また、マルを預けて旅行をすることもあるのですが、旅先で一茶が『マルに会いたい』なんて言い出すと、ホロッとしてしまいます」
ふたりの成長を見守る写真集も好評
――どんな表情もかわいいマルちゃんですが、とくに「ココがかわいい!」といった魅力を教えてください。
「普段は気ままでクールで素っ気ないくせに、実は飼い主に忠実で甘えん坊なところです。そのギャップがたまりません」
――2013年には写真集『ことばはいらない ~Maru in Michigan~』とフォトエッセイ『ぼくのともだち ~Maru in Michigan~』の2冊が刊行されましたが、ブログ読者の反応はいかがでしたか?
「本を出すことができて一番感激したのは、有名になるとかそんなことではなくて、ふたりを通して、素敵なご縁がじわじわっと広がったことですね。TwitterやFaceBookを通して感想をいただいたり、編集部宛にお手紙をいただいたり……。すごくあたたかいお声をかけていただいて、感激しました」
――おすすめのポイントや、見どころなどを教えてください。
「最初に出した『ことばはいらない』は、一茶が1~2歳の頃のマルとの関係を写真のみで紹介しました。それから約半年後に出した『ぼくのともだち』は、それよりさかのぼる形で、一茶が0~1歳の頃の関係を文章と共に描いています。
共に仲のよいツーショットも満載ですが、決してマルは根っからの子ども好きでも、シッポフリフリのハッピー犬でもないということを念頭に置きながら読んでいただくと、マルの内にある優しさが伝わるかなぁと思います。

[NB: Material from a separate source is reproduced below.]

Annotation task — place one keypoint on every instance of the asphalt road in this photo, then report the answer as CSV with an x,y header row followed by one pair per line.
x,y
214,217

じつは現在、その後のふたりを描いた、3冊目の本を執筆中です。10月に新潮社より発売予定ですので、楽しみにしていただけたらうれしいです」
――最後に、マルちゃんと一緒にいて幸せだと感じる瞬間を教えてください。
「ありきたりな答えですが、『常に』ですね。それぞれ思い思いのことをしながら一緒の空間で過ごしているときも、散歩しながらプリッとしたお尻を眺めているときも、一緒のベッドで横になって足が柔らかい毛に触れたときも、全ての瞬間が愛おしいです。
将来、マルと一緒に過ごしている『今の自分』を必ずうらやましくなるときがくると思うんです。だから他愛ないどんな瞬間にも『幸せ』を感じます。こんな風に感じられるのは、写真を撮っているお陰かもしれませんね」
『ことばはいらない ~Maru in Michigan~』 |
■ジョンソン祥子
アメリカ人男性との国際結婚を機に渡米。在米9年目。現在は夫と息子の一茶君、柴犬のマルとともに、アメリカ・ミシガン州に暮らす。2008年からブログ「Maru in Michigan」で写真を公開。日本のみならず、海外の雑誌でも取り上げられるなど、カリスマ的な人気を誇る。2013年5月にブログを元にした初の写真集『ことばはいらない ~Maru in Michigan~』を刊行。同年10月に刊行されたフォトエッセイ『ぼくのともだち ~Maru in Michigan~』とともに、写真集としては異例のヒットを記録し、注目を集める。